Les parents encore oubliés!

La gratuité d'une cinquantaine de musées et une centaine de monuments nationaux est assurée à partir d'aujourd'hui pour les enseignants et tous les jeunes de moins de 26 ans de l'Union européenne. Mais pas pour les parents! Est-ce à dire que ceux-ci sont exclus de l'éducation de leurs enfants? Évidemment.

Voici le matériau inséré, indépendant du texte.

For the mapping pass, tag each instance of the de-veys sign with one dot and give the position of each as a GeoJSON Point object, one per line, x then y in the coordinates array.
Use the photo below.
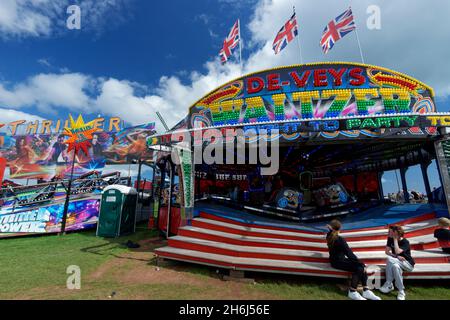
{"type": "Point", "coordinates": [323, 90]}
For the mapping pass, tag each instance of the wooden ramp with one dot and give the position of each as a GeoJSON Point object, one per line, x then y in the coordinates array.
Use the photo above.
{"type": "Point", "coordinates": [226, 243]}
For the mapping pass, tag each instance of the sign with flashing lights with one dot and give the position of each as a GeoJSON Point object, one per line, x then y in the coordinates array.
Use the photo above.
{"type": "Point", "coordinates": [314, 91]}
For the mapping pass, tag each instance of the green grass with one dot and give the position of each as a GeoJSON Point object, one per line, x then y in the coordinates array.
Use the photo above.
{"type": "Point", "coordinates": [33, 262]}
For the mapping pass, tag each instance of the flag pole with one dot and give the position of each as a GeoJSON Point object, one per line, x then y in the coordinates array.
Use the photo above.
{"type": "Point", "coordinates": [357, 39]}
{"type": "Point", "coordinates": [240, 47]}
{"type": "Point", "coordinates": [298, 40]}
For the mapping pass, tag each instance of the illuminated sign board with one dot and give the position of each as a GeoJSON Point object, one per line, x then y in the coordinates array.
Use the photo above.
{"type": "Point", "coordinates": [313, 91]}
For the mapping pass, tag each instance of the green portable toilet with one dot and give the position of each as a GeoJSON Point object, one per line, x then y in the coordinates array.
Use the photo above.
{"type": "Point", "coordinates": [117, 211]}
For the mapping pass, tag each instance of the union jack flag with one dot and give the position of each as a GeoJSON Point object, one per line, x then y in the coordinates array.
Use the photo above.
{"type": "Point", "coordinates": [337, 29]}
{"type": "Point", "coordinates": [230, 42]}
{"type": "Point", "coordinates": [286, 34]}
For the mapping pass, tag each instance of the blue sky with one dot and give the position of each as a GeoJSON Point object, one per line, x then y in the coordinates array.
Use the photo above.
{"type": "Point", "coordinates": [134, 57]}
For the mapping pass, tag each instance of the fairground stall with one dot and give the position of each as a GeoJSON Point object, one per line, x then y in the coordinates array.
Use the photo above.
{"type": "Point", "coordinates": [250, 177]}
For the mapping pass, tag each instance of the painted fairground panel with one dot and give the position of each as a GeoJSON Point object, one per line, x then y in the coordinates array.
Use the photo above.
{"type": "Point", "coordinates": [39, 150]}
{"type": "Point", "coordinates": [82, 214]}
{"type": "Point", "coordinates": [33, 156]}
{"type": "Point", "coordinates": [329, 117]}
{"type": "Point", "coordinates": [317, 95]}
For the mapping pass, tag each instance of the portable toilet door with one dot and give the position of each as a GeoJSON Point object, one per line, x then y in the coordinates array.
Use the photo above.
{"type": "Point", "coordinates": [112, 209]}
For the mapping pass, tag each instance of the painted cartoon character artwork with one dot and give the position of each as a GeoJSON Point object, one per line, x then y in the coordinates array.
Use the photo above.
{"type": "Point", "coordinates": [331, 195]}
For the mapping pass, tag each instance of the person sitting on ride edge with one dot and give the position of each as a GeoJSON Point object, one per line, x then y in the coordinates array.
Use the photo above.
{"type": "Point", "coordinates": [343, 258]}
{"type": "Point", "coordinates": [399, 259]}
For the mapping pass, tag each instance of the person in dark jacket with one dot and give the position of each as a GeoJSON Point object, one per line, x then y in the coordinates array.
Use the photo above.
{"type": "Point", "coordinates": [442, 234]}
{"type": "Point", "coordinates": [343, 258]}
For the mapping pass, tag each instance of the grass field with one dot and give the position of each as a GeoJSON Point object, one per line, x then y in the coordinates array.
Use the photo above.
{"type": "Point", "coordinates": [35, 268]}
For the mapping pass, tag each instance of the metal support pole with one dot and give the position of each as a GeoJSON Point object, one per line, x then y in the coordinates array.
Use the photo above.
{"type": "Point", "coordinates": [66, 203]}
{"type": "Point", "coordinates": [380, 185]}
{"type": "Point", "coordinates": [426, 181]}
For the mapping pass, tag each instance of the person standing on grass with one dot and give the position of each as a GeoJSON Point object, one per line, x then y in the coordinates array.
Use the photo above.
{"type": "Point", "coordinates": [343, 258]}
{"type": "Point", "coordinates": [442, 234]}
{"type": "Point", "coordinates": [399, 259]}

Vous imaginez-vous payer votre propre entrée au Mont Saint Michel, au Louvre ou encore à la cité de Carcassonne parce que vous accompagnez des enfants considérés avant tout comme ceux de la République? Tout cela parce que l'État vous considère comme le gite et le couvert de ses propres enfants dont il a en charge l'éducation par le biais de ses professeurs?
Certes, cette mesure va faciliter les sorties scolaires culturelles, mais elle provoquera une situation anormale pendant les activités et les vacances familiales.
Que les associations de défense des familles se saisissent de cette injustice et de ce déni de la loi naturelle et portent réclamation. Une situation plus juste consisterait peut-être à donner la gratuité à tous les enfants et à maintenir les tarifs pour les adultes, quitte à ce que l'État prenne en compte les entrées des professeurs dans le cadre des activités scolaires. Mais s'il faut une gratuité de fait au nom de l'éducation, elle revient en premier lieu aux parents et ensuite aux enseignants.

Lahire

Commentaires

Pol

Faut arrêter avec cette mentalité d'assistés. Quand on a des enfants on assume. Y compris financièrement.
On n'a pas des enfants pour avoir des allocations familiales, pour avoir la carte famille nombreuse et l'entrée gratuite dans les musées. C'est une mentalité d'immigré assisté.
Si tous ces éléments de gratuité existent: tant mieux. Sinon, tant pis. C'est cela la paternité et la maternité responsables.
[J'attendais une telle réaction, mais je ne pensais pas qu'elle viendrait si vite. Ce post ne se place pas dans une optique financière, mais - comme à l'habitude - sur le plan de la DSE. Cette mesure place les enseignants comme premiers éducateurs des enfants. C'est une erreur et c'est contraire à la DSE qui stipule bien que ce sont les parents qui sont les premiers éducateurs des enfants. relisez ce post sous cet angle et vous verrez que votre commentaire n'était pas à faire. Merci quand même, celui-ci m'a permis d'éclaircir un point important. Lahire]

Pol

Je ne vois pas pourquoi les enseignants paieraient les musées.
Tous les parents ont-ils une formation d'histoire? Tous les parents sont-ils professeurs d'art plastique? Etc.
Et donc tous les parents ont-ils le "savoir" nécessaire à la transmission vers les élèves?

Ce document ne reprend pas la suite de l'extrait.